The Happiest Man in the World (Teona Strugar Mitevska)

Las heridas ocasionadas por los distintos focos de conflicto que se produjeron en la zona de los Balcanes a  lo largo de la década de los 90 continúan muy vigentes en el imaginario popular, un hecho que se deduce, aún a día de hoy, de la cantidad de producciones que siguen explorando ese imborrable episodio que tuvo numerosas consecuencias sobre la población civil.

Teona Strugar Mitevska, que con su último largometraje, Dios es mujer y se llama Petrunya, ya realizaba un acerado retrato sobre cómo la tradición y el patriarcado persiste asomando en los rincones de una Europa en aras de desarrollo, vuelve ahora en torno a esos recovecos cuya reconstrucción asoma en otro sentido, y lo hace en parte debido a los ecos de una guerra aún presente incluso en los escenarios más cotidianos, lejos de cicatrices, estas sí, físicas y una memoria en la que permanecen los fantasmas del pasado, apelando a las constantes de un cine capaz de reproducir determinados ambientes desde los que poder exorcizar los males latentes de una sociedad todavía inmersa en el más profundo trauma. Y es que aquello que, en glosa, parece buscar reflejar la obra de la macedonia más allá de las conclusiones individuales de cada contexto determinado, se dirime de una población incapaz de mirar al presente sin antes confrontar las marcas de un pasado que continúa estigmatizando el ahora, ya no ante la mirada de la Europa (no tan) próspera, sino ante los propios ojos.

The Happiest Man in The World aborda esa presunta normalidad que proveen las actividades que llenan de algún modo la rutina, como en el caso que nos ocupa, cuando Asja, una mujer soltera, acuda a un lugar de citas, desde la aspereza que se traducirá de una situación ciertamente compleja y estremecedora. Así, ese feísmo que sustrae en cierta manera del trabajo visual realizado por Virginie Saint-Martin, habitual directora de fotografía de la cineasta, entronca asimismo con las intenciones de una obra donde el empleo de cada plano y los movimientos de cámara refuerzan una sensación de constreñimiento que se deduce no tanto de aquello a lo que los personajes se puedan ver obligados como de afrontar una incómoda coyuntura que, en parte, bien podría tejer el mismo panorama donde se desarrolla.

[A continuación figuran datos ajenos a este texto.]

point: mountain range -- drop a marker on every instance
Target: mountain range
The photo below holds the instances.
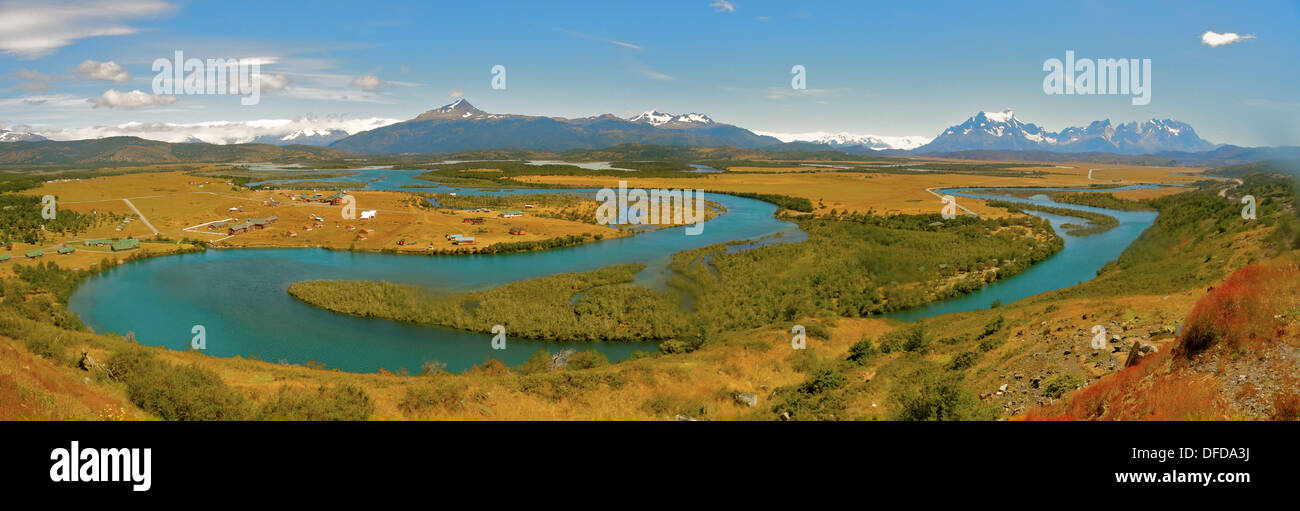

Pues si bien lo que nos cuenta la autora de I Am From Tito Veles parte de un acontecimiento real, al fin y al cabo un escenario como el planteado, donde la convivencia entre víctimas y agresores se antoja inevitable, no deja de ser de una sobrecogedora cotidianidad que se acrecienta a través del cuestionario que tendrán que responder ambos protagonistas, deslizando de ese modo una sensación de comunicación mucho más directa dirimida entre la espontaneidad de las interacciones y, en este caso, la conciencia de quién tiene ante sí Asja, que en un principio se erige como interlocutor neutro, pero pronto descubrirá una posición ventajosa.

Es, además, la elección cromática que realiza Mitevska, sujeta a unos parámetros muy concretos —además de señalar algunas concomitancias, como el omnipresente vestido de la protagonista—, otro de los factores a tener en cuenta, que no solo certifican las intenciones de la directora —algo que también consigue con el uso de la banda sonora, solo presente cuando abandonemos ese espacio de confrontación—, arrojan asimismo un tono que parece de lo más relevante, en tanto dibuja a través de esa sequedad la presencia de unas cicatrices tanto psicológicas como afectivas que quedan ponderadas por la aparición de ciertas fugas y digresiones desde las que comprender y redefinir la realidad.

The Happiest Man in The World parece, en ese sentido, un ejercicio indispensable ya que concibe ese pasado y sus consecuencias como algo que debe ser confrontado y, ante todo, racionalizado puesto que en ocasiones la importancia no recae sobre quiénes fueron víctimas y quiénes agresores, sino en el indeleble estigma perceptible en una sociedad que a buen seguro en no pocos casos se alejaba de la tesis de los verdaderos ejecutores, que no se encontraban ni mucho menos a pie de calle.